What do I do with My Left over Granules?

Apr 5, 2001

The Bottom Line Whatever fertilizer you purchase you should store it per the manufacture's instructions.

Fertilizing your lawn or garden can be an easy task, and it can be done quickly when following the manufacturers instructions. Most bags of lawn fertilizer come in sizes that cover 5000 square feet of lawn. Most lawns are not exactly 5000 square feet. Whether your lawn is smaller than 5000 square feet or it is larger, chances are you are going to have left over fertilizer. Once you are done with your fertilizing the task of finding a place to store your fertilizer must be overcome.

For years I folded the bag of left over fertilizer and hid it somewhere in the garage. The next time I went to use the fertilizer, I found that moisture had gotten to the fertilizer and I was left with big clumps of a cement type substance. I needed to come up with a better storage method to keep the fertilizer fresh and to keep it out of the reach of children and pets.

One solution that I found to my storage problem was a 5 gallon buckets with a lid. The bucket seems to be airtight and I have kept the fertilizer in the bucket for months at a time without degradation of the fertilizer. Five gallon buckets can be found at most hardware stores. I used to buy my laundry soap in 5 gallon buckets at our local discount warehouse store; and my husband thought they would come in handy sometime. Well they did, they are perfect for my left over fertilizer.

Storing the Left Over Fertilizer:

Keep in Original Store Package -- I keep the left over fertilizer in the original bags no matter what amount is left over. There is nothing worse than taking the lid off of a bucket 6 months old later and not knowing what the contents are inside. By keeping the fertilizer in the bags it is ease to identify and easy to keep separate. At times, I have been able to store multiple bags of left over fertilizer in one five gallon bucket.

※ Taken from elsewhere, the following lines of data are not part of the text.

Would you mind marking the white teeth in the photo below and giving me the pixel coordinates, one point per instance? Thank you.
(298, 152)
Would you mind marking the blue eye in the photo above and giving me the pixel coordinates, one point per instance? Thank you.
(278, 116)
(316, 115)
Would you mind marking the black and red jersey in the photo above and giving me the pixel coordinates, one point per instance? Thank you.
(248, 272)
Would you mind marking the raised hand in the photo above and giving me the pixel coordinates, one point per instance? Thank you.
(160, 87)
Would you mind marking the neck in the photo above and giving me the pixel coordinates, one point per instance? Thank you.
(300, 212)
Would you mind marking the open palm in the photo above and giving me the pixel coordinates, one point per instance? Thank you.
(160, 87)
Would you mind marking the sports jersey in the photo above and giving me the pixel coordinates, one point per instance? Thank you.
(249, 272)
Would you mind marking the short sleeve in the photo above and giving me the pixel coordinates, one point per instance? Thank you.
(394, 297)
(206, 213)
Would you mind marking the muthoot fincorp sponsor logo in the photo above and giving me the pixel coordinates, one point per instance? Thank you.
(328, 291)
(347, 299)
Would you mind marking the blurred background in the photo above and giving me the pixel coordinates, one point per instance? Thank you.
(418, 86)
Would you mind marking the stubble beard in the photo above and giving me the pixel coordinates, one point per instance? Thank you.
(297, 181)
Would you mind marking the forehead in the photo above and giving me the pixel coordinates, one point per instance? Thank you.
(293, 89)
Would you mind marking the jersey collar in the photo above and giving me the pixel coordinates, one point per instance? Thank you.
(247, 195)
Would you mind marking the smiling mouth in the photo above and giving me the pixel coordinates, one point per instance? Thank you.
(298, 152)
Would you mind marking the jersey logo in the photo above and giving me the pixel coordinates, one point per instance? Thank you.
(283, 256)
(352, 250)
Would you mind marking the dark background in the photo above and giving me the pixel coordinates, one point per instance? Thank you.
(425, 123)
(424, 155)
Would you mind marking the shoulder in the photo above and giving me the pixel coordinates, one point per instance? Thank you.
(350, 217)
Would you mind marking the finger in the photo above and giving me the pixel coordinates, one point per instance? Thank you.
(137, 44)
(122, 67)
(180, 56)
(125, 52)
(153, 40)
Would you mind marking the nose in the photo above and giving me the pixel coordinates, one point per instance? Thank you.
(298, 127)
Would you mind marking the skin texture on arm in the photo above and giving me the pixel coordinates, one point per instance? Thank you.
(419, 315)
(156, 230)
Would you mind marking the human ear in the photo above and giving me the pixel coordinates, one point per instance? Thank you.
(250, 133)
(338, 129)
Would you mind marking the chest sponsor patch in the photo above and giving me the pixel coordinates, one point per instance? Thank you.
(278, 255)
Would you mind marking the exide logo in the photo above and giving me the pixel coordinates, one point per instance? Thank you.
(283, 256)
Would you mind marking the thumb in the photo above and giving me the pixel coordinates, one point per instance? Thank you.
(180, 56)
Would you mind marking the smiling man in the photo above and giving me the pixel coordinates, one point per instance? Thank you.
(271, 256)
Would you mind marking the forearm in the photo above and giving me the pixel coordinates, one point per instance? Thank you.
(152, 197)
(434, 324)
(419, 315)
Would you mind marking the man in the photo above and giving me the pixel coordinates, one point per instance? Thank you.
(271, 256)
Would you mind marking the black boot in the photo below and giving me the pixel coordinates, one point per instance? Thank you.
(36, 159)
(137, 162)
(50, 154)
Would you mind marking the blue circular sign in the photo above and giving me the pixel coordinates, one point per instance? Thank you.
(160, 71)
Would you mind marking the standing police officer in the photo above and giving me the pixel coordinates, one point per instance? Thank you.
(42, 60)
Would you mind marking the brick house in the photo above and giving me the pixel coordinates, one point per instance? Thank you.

One thing I do not do is store any liquid fertilizer or other chemicals with the dry fertilizer. I only store dry fertilizers that are the same type, together. It is not a good idea to mix any chemicals that have different properties. If you are in doubt, store them separately.

Safety -- When storing fertilizer keep in mind how accessible it might be to animals and to small children. If at all possible keep the stored fertilizer in a locked shed or cabinet. If you do not have a locked shed or cabinet than please place the stored fertilizer out of reach.

Fertilizer is a chemical/poison and if not handled properly it can cause serious injury or even death.

My solution for fertilizer storage has worked well for us. I am not saying it is the right solution but it is one that is efficient and clean.